Amid the evolving landscape of Foreign Information Manipulation and Interference (FIMI), strategic communication plays a crucial role in sustaining public trust and defending democratic values.
As part of ADAC.io’s ongoing efforts to explore innovative responses to FIMI, we spoke with Professor Martin Innes, Director of the Security, Crime and Intelligence Innovation Institute at Cardiff University and an ADAC.io project partner.

In this conversation, Professor Innes shares his insights on attribution challenges, the hidden costs of over-attribution, the limitations of fear-based messaging, and the unexpected power of humor in public communication. From tactical disruptions to long-term cognitive effects, his perspective highlights the complexity of countering FIMI in today’s information environment.

What are the current challenges in attribution and measuring impact?

“We’ve got a real attribution challenge, and we’ve got a real effect measurement challenge. […] Attribution has gotten harder, there are restrictions on data, and adversaries have gotten sharper and better. […] And of course, there’s the whole outsourcing factor and the deliberate obfuscation of links.”

“One of the errors we sometimes make is applying our lenses, our values, and our concepts to what we think is going on. But actually, I think […] we need to be trying to put ourselves into the minds of the people designing the campaigns against us.”

“We’re trying to measure tactical effect. Our adversaries are thinking in terms of strategic effect. The doctrine of active measures is to identify the pain points—the weaknesses in your target—and work those. Exploit them. Manipulate them. It’s not about introducing something new. […] They’re not expecting a single operation to have a defined effect. What they’re interested in is the cumulative aggregation of these things over time.”

What are the most difficult FIMI tactics to detect or counter?

“One is the highly visible, highly noisy, very volume-based kind of ‘flood-the-zone’ tactics, which are becoming easily accessible through the operationalization of AI and LLM models. Each individual case may have minimal effect on its own, but it can aggregate into something significant because there’s just so much of it.”

“The second issue is the extent to which this might be a deliberate misdirection or distraction. It consumes so much bandwidth and effort that we’re not really able to look for the more insidious, manipulative kinds of things we ought to be worrying about.”
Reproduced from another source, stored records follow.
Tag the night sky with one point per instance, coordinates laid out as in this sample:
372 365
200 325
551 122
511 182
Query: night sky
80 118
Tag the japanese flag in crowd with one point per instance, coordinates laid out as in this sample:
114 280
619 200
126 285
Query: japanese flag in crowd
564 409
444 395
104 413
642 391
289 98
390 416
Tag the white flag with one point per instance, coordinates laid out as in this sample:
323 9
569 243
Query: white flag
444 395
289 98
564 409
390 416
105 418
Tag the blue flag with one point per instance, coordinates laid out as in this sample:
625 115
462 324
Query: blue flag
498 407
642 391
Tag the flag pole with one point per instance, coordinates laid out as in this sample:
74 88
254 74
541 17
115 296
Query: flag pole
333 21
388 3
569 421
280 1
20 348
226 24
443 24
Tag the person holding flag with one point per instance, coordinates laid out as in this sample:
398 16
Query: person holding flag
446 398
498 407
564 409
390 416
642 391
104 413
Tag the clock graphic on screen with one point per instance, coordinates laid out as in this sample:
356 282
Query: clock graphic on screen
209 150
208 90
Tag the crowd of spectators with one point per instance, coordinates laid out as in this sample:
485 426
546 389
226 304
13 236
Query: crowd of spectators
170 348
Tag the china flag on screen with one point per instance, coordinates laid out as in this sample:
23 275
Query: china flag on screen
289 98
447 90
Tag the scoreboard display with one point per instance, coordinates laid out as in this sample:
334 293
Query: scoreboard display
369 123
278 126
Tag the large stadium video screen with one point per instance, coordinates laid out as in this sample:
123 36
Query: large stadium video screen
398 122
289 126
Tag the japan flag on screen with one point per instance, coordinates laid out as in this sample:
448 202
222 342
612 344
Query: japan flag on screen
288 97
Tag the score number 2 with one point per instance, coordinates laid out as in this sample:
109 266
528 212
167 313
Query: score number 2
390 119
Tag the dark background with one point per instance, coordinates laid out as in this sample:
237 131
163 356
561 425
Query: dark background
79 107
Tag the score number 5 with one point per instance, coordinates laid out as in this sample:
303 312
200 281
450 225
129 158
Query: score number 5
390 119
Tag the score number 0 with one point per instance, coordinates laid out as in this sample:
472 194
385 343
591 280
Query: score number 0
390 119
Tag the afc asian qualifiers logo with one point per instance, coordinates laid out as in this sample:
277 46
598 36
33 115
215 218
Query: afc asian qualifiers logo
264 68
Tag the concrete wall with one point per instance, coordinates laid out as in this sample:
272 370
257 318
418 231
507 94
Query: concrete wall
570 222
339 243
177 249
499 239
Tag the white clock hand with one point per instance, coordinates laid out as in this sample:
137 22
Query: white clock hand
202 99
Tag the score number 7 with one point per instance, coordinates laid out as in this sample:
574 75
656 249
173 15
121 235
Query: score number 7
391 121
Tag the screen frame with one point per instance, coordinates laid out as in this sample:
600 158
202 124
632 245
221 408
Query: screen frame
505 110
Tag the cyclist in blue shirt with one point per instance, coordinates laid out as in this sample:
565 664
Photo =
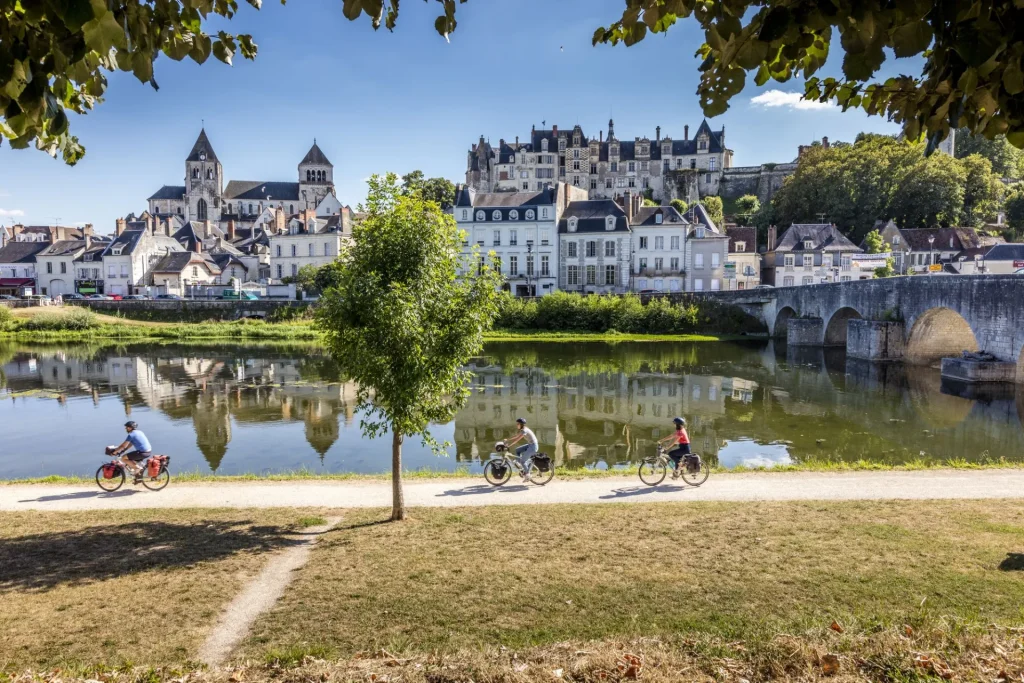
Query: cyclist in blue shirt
135 439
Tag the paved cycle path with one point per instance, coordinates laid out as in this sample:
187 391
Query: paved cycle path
466 492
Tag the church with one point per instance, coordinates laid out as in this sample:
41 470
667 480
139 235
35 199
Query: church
206 197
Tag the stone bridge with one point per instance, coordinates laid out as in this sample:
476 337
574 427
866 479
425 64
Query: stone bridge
918 319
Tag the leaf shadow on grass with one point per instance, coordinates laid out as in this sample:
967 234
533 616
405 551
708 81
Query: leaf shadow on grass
1013 562
43 561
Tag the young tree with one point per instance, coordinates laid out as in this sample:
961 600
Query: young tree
873 243
402 322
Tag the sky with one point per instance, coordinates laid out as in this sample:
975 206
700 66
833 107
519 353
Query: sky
379 101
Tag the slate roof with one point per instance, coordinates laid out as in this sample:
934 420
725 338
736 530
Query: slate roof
22 252
261 189
202 144
742 233
646 217
169 193
590 215
315 156
822 237
1006 252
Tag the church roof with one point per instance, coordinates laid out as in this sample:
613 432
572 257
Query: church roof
261 189
169 193
202 144
315 157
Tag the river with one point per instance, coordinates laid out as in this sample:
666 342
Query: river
235 410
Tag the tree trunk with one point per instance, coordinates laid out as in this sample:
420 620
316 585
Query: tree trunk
397 499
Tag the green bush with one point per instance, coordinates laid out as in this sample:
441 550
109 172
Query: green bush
76 318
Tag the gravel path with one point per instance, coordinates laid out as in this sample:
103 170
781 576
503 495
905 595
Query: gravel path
451 493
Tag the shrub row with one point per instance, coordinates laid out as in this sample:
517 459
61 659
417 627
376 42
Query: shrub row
562 311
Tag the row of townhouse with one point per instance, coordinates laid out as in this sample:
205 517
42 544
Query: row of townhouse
557 239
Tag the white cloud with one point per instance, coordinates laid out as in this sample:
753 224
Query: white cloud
793 100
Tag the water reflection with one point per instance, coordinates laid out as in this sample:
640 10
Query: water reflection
241 409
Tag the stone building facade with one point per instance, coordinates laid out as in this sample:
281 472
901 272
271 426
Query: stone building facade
660 167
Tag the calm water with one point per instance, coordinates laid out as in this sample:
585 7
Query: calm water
242 410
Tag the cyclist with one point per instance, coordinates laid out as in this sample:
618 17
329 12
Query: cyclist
682 441
135 439
527 450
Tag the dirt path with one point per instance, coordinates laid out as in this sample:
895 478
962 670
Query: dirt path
454 493
259 596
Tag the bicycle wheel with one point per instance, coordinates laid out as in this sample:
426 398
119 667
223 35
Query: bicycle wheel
696 475
537 476
652 471
492 469
114 482
159 481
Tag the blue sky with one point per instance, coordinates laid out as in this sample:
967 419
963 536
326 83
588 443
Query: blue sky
380 101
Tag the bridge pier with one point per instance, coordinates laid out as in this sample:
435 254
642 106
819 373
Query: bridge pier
805 332
875 340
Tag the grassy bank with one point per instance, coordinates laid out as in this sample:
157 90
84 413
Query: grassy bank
562 473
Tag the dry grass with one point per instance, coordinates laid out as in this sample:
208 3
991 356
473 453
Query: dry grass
133 586
452 580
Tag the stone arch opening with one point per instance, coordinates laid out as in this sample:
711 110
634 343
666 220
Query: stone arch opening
938 333
836 331
780 323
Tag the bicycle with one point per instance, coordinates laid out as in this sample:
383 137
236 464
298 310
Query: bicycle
498 470
156 476
693 469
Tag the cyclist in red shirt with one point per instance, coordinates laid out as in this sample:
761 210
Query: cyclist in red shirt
681 440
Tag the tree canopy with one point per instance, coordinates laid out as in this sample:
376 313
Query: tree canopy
402 321
54 55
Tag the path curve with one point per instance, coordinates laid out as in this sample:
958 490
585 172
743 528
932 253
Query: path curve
457 493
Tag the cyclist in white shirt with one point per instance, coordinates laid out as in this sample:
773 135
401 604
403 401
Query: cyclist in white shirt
527 450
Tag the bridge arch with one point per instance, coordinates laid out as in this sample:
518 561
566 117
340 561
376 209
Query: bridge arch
837 327
936 333
781 318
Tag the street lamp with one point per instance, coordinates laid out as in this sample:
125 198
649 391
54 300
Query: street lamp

What gaps remain in detection and public communication?

“There are still things that we can attribute with high confidence […] but there’s a lot now where we’re left saying, ‘I don’t know. It could be.’”

“One of the pressures is the tendency to engage in what we’ve referred to as over-attribution. […] We spent more time trying to debunk claims that didn’t meet the evidential threshold than actually being able to investigate and follow the things that truly mattered.”

“We’ve got a particular gap in understanding how manipulated information moves between domestic and international domains. […] Most democratic governments want to draw a distinction between domestic counter-intelligence and international offensive problems. But information doesn’t work like that anymore.”

“We need to be able to say: this is the kind of content that causes harm and warrants a response versus the noise we’re just going to have to learn to live with.”

Why is public trust essential in countering FIMI?

“Trust is absolutely critical in terms of everything that we do in this space. One of the things we know about what our adversaries are trying to do when they run information operations is degrade and destroy trusted institutions. […] The broader issue is: how do we sustain sufficient levels of trust in our democratic institutions and in democracy as an institution so that the kinds of governance, the kinds of systems, and the kinds of lives and freedoms that we all enjoy can be preserved?”

“I’ve started thinking in terms of the interconnection between truth, trust and togetherness. […] It’s not just about taking information operations in isolation, but about connecting them to other parts of the democratic ecosystem.”

What role can humor play in public messaging?

“We ran this experiment with the Metropolitan Police in London. We prepared an alternative messaging campaign based around a cartoon cat dressed as a policeman. We called him Cop Cat. We tested the Metropolitan Police’s standard messaging alongside our cartoon cat. Both received the same degree of attention.

“What was different, though, was that when we surveyed people who were exposed to the Met Police’s standard crime prevention messaging campaign, we saw an uptick in their fear of crime because they were being told to be afraid. Fear-based messaging led to side effects—the negative side effects to avoid. We didn’t get that with the comedy cat campaign. Similar levels of awareness, similar levels of effect, but just without the negative side effects.”

“Some of the best countermeasures I’ve seen in strategic communications have been funny. It’s been quite interesting to see how some of the content that works against us is also funny. Some of the memes are quite creative, clever, and fun. And yet, we’re trying to counter that with very straight-laced factual messaging. It doesn’t achieve the same level of cut-through.”

Any final advice for those working in the FIMI space?

“Look back on the history. If you read some of the history of active measures and some of what the KGB was doing […] albeit it’s digitally enabled and albeit they are hacking information, they’re also hacking human brains and exploiting human emotions and cognitive patterns.”

Cardiff University joins ADAC.io through its Security, Crime, and Intelligence Innovation Institute, contributing research on how foreign information threats evolve—and how strategic communication can help build democratic resilience.